The argument suggesting a relative phase between ψ and ϕ, based on the inclusion of a continuous function f, is incorrect in the context of quantum mechanics.

Step-by-step explanation:

In quantum mechanics, the wave function can be represented as a superposition of different states, each associated with a specific phase factor. In the given argument, the student is suggesting that there can be a relative phase between the contributions of ψ and ϕ, even if they are homotopic paths. However, in quantum mechanics, the phase factors are crucial as they determine the interference patterns and probabilities of finding a particle in different states.

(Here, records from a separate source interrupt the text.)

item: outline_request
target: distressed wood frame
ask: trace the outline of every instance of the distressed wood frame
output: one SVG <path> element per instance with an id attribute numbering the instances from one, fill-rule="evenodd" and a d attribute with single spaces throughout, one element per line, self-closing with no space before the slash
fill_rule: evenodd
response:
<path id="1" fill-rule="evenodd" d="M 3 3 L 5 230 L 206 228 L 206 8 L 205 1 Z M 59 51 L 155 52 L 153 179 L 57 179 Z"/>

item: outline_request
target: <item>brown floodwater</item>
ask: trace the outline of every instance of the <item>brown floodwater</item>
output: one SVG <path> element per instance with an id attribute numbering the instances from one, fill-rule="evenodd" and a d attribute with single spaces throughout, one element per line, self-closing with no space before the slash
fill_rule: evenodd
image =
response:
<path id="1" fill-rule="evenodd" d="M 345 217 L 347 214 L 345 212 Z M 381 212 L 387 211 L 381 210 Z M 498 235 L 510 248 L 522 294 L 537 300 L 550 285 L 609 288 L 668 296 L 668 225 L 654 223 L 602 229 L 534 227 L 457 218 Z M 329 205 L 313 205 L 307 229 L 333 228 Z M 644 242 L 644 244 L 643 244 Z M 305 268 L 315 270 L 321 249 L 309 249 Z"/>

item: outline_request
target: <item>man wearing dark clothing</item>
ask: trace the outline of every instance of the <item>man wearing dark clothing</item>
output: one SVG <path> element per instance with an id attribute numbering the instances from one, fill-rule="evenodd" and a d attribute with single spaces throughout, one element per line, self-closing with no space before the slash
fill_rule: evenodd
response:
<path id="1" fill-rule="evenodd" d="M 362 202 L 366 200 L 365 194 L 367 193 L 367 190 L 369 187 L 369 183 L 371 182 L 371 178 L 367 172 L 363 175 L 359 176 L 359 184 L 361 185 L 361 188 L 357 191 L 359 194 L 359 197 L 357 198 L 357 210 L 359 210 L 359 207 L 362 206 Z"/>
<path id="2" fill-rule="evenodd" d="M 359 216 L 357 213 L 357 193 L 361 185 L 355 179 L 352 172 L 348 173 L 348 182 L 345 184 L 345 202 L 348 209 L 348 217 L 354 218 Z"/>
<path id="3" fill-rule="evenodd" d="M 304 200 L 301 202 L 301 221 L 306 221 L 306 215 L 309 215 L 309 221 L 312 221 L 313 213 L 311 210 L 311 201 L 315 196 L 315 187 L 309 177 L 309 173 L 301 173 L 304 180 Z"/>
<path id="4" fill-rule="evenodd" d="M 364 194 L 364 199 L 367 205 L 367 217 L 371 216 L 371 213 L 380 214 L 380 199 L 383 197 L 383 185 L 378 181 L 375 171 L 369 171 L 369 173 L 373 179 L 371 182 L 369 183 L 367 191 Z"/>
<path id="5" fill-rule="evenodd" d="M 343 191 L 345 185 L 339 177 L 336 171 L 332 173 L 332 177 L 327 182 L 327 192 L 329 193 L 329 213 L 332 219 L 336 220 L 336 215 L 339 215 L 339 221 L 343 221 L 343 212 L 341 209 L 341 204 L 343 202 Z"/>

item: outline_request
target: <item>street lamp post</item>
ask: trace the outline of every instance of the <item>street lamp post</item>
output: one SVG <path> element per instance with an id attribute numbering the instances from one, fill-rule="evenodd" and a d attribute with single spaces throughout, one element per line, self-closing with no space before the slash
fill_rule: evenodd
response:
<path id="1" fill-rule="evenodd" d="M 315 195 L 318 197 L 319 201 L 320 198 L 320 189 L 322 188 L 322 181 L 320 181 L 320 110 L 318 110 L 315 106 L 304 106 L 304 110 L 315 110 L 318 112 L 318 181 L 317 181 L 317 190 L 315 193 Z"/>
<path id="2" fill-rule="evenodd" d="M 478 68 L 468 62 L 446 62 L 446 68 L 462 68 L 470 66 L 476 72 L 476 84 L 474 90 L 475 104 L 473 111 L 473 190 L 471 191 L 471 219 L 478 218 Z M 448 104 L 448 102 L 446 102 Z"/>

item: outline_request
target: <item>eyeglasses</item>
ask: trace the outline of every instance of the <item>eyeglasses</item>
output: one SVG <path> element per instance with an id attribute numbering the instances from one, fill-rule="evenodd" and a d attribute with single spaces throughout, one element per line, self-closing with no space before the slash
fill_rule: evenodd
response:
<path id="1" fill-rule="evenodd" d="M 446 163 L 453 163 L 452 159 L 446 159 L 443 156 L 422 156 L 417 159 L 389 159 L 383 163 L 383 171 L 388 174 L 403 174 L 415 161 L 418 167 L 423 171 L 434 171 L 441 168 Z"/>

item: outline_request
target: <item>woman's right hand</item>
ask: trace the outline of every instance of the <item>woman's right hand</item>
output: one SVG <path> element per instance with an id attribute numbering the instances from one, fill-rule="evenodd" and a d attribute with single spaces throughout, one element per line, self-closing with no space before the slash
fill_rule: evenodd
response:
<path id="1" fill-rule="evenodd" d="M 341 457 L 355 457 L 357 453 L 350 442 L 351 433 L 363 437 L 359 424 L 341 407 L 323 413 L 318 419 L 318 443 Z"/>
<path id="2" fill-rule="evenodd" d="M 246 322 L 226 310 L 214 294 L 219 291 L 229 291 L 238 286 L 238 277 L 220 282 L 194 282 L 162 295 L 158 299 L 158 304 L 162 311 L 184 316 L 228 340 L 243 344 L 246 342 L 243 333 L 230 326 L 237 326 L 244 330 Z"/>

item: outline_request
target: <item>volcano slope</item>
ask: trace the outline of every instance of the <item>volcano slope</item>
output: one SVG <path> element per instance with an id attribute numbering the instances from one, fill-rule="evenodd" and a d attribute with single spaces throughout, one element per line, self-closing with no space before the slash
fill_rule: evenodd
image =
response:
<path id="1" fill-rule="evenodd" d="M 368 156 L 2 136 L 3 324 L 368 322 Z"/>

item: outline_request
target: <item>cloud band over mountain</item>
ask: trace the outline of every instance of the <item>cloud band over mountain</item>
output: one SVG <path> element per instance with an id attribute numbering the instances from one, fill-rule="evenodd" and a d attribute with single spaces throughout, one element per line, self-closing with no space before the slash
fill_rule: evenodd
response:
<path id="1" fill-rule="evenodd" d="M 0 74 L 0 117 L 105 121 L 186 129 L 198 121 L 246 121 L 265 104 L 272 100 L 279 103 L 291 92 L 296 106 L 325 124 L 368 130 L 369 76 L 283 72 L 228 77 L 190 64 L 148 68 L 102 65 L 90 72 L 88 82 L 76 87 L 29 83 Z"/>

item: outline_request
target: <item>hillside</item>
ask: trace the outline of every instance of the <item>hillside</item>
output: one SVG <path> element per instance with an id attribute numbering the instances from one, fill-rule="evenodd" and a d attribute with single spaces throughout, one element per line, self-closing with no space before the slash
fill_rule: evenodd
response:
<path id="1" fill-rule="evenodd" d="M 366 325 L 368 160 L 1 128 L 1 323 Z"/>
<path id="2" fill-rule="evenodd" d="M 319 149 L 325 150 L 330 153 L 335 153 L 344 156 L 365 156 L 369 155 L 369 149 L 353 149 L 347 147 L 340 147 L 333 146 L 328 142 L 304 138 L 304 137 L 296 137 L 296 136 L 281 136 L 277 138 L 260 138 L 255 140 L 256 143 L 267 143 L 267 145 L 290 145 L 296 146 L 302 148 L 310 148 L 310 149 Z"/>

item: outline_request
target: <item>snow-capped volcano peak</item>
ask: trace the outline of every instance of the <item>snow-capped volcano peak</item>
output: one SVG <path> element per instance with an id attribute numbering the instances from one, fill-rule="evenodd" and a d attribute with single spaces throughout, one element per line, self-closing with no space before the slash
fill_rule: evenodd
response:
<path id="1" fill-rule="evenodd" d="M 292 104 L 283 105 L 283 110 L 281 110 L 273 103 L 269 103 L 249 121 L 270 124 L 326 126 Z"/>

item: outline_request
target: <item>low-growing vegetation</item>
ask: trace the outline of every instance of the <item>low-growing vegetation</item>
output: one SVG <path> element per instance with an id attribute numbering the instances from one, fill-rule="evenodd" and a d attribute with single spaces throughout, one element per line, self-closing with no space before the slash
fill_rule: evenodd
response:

The argument proposes the inclusion of a continuous function f with f(0)=0 and f(1)=π to introduce a phase shift in the wave function. While this may seem reasonable mathematically, it is not physically valid. The phase factors in quantum mechanics are related to the physical properties of the system and cannot be arbitrarily introduced.

Therefore, the argument suggesting a relative phase between ψ and ϕ, based on the inclusion of a continuous function f, is incorrect in the context of quantum mechanics.